I can still remember one time in class and my teacher went around to check the work,but she completely skipped over mine-she had assumed I had completed it.The truth?I had been chatting and daydreaming-totally behind.

That’s when I realised how prominent first impressions are,they build up this “good reputation” of you,not that it’s a facade but that it means that you don’t have to constantly prove it and theyre more likely to give you the benefit of the doubt if you slip up as its not deemed as your usual behaviour.

Disclaimer:First impressions can give you a little breathing room-however it doesn’t replace genuine effort.All it means is that teachers notice your consistent effort and assume it wil continue.

Teachers-Why first impressions stick

Have you ever realised how quickly you judge someone?

Teachers do this too-its known as the primary effect-simply put it’s the fact that people are more inclined to remembering the first piece of information than information later received.

Its nothing personal its just that teachers have to manage a plethora of students and simply wont be able to know each person immediately.

 Thus mental shortcuts are used to make quicker judgements- and when they notice information that confirms their initial belief -etc you being a good student-it only strengthens the intitial impression known as confirmation bias.

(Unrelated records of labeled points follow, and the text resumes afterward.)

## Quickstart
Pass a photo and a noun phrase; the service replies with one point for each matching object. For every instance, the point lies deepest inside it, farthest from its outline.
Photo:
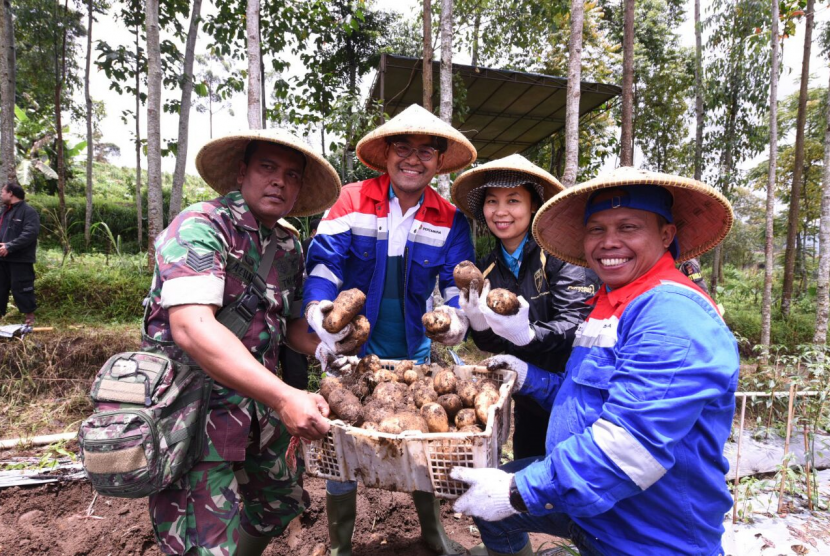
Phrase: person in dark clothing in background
(504, 195)
(19, 228)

Disclaimer-Of course this doesn’t mean that teachers wont change opinions if your charcter changes or that some teachers are genuinely unfair at times but it means that it can shape expectations or how much scrutiny you receive.

How to use it to your advantage:

Be punctual,organised and dedicated.

Show engagement and attentiveness visually or aurally.Freindships-Why last impressions stick?

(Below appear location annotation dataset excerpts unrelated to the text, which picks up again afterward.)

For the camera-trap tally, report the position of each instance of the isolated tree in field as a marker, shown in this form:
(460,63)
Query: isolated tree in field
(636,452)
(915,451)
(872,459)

Unlike with teachers,with freindships the opposite usually applies known as the recency effect  whether it is onoing or has ended as we give more weight to recent information especially those with more emotional impact.

 So if a conversation or hangout has been ended positively theyre more likely to perceive you fondly however if it was negative,hindsight bias can distort your memory overemphasising certain moments leaving you to see the whole relatiosnhip in a negative way if it has ended.

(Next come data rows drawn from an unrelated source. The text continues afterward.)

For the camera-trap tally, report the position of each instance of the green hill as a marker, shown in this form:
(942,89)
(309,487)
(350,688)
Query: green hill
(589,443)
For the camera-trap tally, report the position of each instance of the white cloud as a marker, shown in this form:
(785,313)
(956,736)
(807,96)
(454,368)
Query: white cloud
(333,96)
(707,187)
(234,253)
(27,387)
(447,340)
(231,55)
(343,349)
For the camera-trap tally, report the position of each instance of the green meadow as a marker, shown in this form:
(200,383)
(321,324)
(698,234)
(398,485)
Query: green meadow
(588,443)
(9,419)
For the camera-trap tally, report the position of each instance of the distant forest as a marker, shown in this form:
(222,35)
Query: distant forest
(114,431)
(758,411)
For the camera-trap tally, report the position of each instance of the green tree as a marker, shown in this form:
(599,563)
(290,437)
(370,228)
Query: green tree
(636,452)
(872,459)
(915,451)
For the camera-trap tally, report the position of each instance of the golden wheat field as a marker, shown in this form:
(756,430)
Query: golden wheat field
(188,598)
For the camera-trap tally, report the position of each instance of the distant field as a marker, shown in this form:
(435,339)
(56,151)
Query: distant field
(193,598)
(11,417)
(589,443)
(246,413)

 This  is why in freindship breakups, the ending can overshadow the years of fun you had making you focus on “red flags”which can make the freindship seem worser than it actually was which is why it is useful to leave interactions thoughtfully.

Disclaimer-You cant just rely on last impressions as consistent effort is needed for a succesful freindship.Also freindships can end for many reasons beyond the last interaction,people can act unfairly or interpret things differently, its just about leaving behind good memories reagrdless of the outcome and not blaming yourself because sometimes endings are unavoidable and freindships can be rightfully toxic.

Takeaway/tips

Reflect on the full freindship in a neutral way by remembering the good moments and that some freindships are there for a reason or a season.

Be empathetic ,leave on a positive note,acknowledge issues calmly and make the other person feel valued.